6. PERBEDAAN KARYA SASTRA PERIODE 50 DAN ANGKATAN 45

a. Pada periode 50 gaya bercerita dalam karya sastra murni hanya menyajikan cerita tanpa
menyisipkan komentar,pikiran,atau pandangan, tergantung bagaimana pembaca
menafsirkannya. Sedangkan dalam angkatan 45 mengutamakan isinya untuk mencapai
tujuan tersendiri yaitu berisi maksud, gagasan, pikiran atau pandangan pengarang.

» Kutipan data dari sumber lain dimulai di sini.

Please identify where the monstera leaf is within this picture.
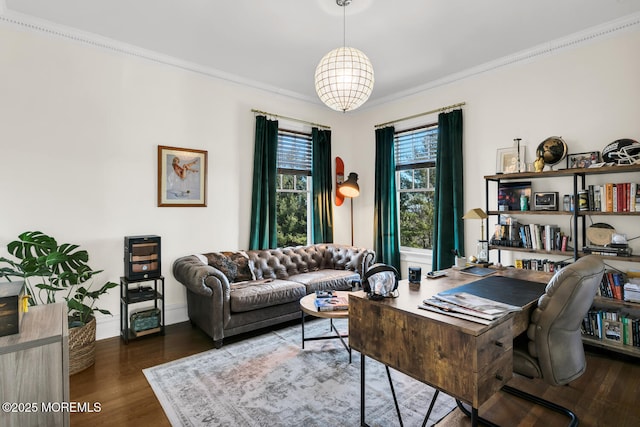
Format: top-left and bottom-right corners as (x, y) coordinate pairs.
(0, 231), (117, 323)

b. Pada periode 50 tema cerita lebih banyak tentang masalah sosial yang umum seperti
social, kemiskinan, pengangguran, perbedaan kaya miskin yang besar. Sedangkan pada
angkatan 45 tema cerita banyak tentang perang, penderitaan rakyat, dan perjuangan untuk
memperjuangkan kemerdekaan.
c. Pada periode 50 karya sastra banyak mengemukakan cerita-cerita dan kepercayaan rakyat
sedangkan pada angkatan 45 karya sastra tidak terikat oleh konvensi masyarakat, yang
terpenting adalah mencapai nilai kemanusiaan dan perdamaian dunia.